In Arthur Miller’s play All My Sons, business partners Joe Keller and Steve Deever manufactured faulty military airplane engines during World War II, causing the death of 21 pilots. Both men were tried, but Keller was acquitted. By the start of the play he has returned to the community and rebuilt his life.
The surface fiction of normality is uneasily maintained until Keller’s son Chris, engaged to Deever’s daughter and under pressure from Deever’s son, forces his father to acknowledge his culpability. “They were all my sons,” Keller finally admits, realizing that the choice to take care of his family over the safety of the pilots was immoral. Keller cannot live with the way he has betrayed his family and community and kills himself.
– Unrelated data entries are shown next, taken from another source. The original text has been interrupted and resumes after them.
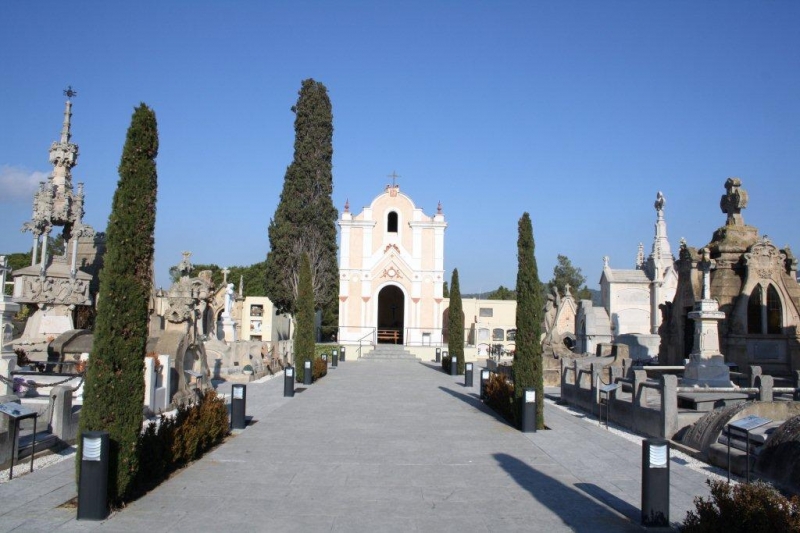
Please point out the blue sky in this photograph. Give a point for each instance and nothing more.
(577, 112)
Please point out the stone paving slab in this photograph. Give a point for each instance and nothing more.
(383, 446)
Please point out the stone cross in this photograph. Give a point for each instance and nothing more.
(4, 269)
(733, 202)
(706, 264)
(659, 205)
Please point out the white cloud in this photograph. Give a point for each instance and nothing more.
(19, 184)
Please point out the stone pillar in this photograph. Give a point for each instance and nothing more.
(639, 393)
(669, 405)
(596, 369)
(7, 366)
(62, 425)
(755, 373)
(8, 359)
(765, 385)
(706, 366)
(150, 383)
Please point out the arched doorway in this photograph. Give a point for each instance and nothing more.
(391, 318)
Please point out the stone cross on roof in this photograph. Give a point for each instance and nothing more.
(706, 264)
(4, 269)
(733, 202)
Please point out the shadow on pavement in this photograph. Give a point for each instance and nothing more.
(475, 401)
(599, 493)
(576, 510)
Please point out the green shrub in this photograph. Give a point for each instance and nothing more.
(743, 508)
(320, 349)
(500, 397)
(172, 442)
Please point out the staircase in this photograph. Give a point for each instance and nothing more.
(389, 352)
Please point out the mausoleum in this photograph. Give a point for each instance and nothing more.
(755, 283)
(631, 298)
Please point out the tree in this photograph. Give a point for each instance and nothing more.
(455, 324)
(114, 387)
(304, 332)
(527, 367)
(501, 293)
(305, 220)
(564, 273)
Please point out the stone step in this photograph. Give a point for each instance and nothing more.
(389, 352)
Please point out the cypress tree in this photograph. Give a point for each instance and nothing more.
(455, 323)
(304, 332)
(114, 389)
(305, 219)
(527, 366)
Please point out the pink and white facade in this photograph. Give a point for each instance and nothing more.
(391, 270)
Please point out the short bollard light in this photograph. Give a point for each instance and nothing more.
(529, 411)
(655, 482)
(288, 382)
(485, 373)
(238, 406)
(93, 482)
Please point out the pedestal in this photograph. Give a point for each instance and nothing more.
(707, 373)
(227, 329)
(706, 366)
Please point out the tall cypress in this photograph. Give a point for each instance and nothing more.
(305, 219)
(527, 367)
(304, 332)
(455, 323)
(114, 390)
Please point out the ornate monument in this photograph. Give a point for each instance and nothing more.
(57, 285)
(631, 298)
(755, 285)
(706, 366)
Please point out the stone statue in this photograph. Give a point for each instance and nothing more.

Chris is left horrified by his own complicity in his father’s crime and suicide.
Joe Keller’s decision to distribute defective military equipment has disastrous consequences not only for soldiers oversees but also within his own family, as the play’s designer Mordecai Gorelik illustrates with his claustrophobic domestic setting depicted in this scenic sketch with watercolor and gouache on paper mounted on board. Miller and Gorelik shared similar artistic and political backgrounds, and the former was known for translating the social commentary of dramatic texts into his stage images. Gorelik produced the play’s setting in an essentially realistic style, but this scenic sketch demonstrates his general expressionistic approach toward designing scenery. When analyzing a dramatic text, he selected colors and images that accentuated the emotional tenor of the piece. Gorelik wrote two years later that “the setting, beyond all its other functions, must be right for the play poetically. It must be felt as a poetic image.”
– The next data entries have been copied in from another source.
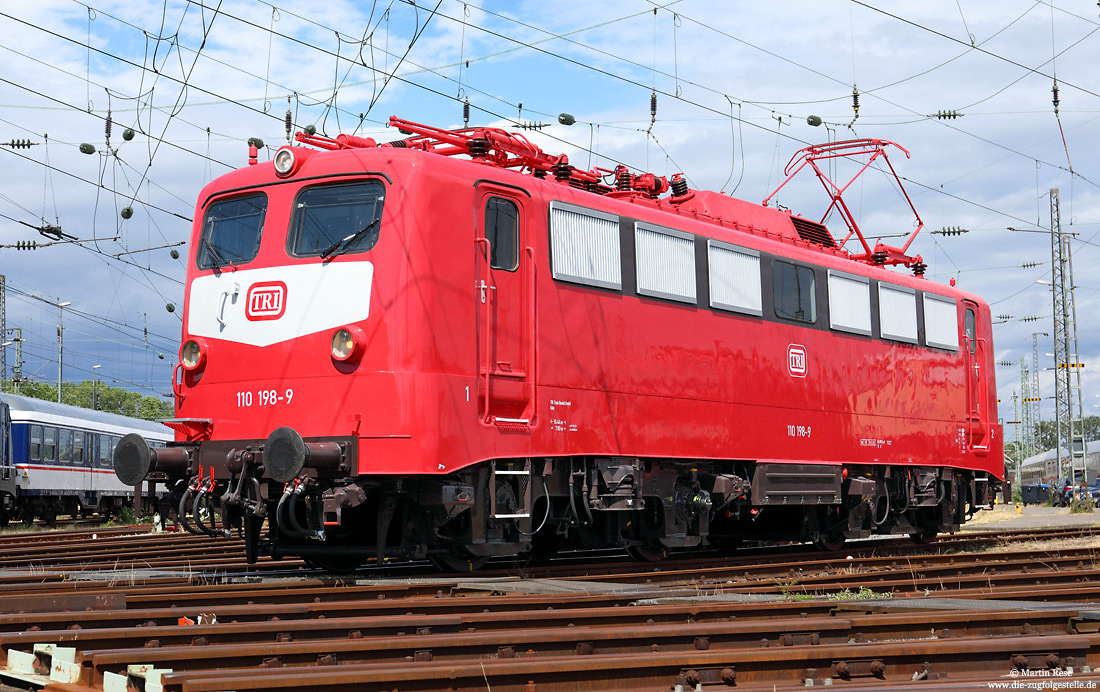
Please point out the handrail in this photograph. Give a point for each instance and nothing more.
(483, 284)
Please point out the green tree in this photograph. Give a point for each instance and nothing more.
(90, 394)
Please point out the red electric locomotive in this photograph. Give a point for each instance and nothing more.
(455, 346)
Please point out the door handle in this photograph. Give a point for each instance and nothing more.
(221, 307)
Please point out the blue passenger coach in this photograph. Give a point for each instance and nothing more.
(57, 459)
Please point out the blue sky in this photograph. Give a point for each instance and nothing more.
(735, 84)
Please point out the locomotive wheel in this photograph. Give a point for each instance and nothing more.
(449, 562)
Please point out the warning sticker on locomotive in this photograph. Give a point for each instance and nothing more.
(796, 360)
(559, 409)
In 1985, under the Freedom of Information Act, Miller requested a copy of his Federal Bureau of Investigation file. This page notes biographical information such as his address in Brooklyn and his birth name of Anton Ascher [sic] Miller, but also claims he was the “sponsor of numerous Communist front organizations 1946 through 1950.”
Arthur Miller’s initial draft of Death of a Salesman contained over forty scenes that producer Kermit Bloomgarden (1904-1976) asked established Broadway designer Jo Mielziner to bring together. Mielziner’s design used a skeletal outline of a typical suburban home to frame each scene. He covered the walls with scrim, a thin mesh-like material. When lit from behind, the walls faded, revealing the gloomy city of Willy’s present. During flashbacks, lighting from the front transformed the set into the sun-blessed, idyllic neighborhood of Willy’s past.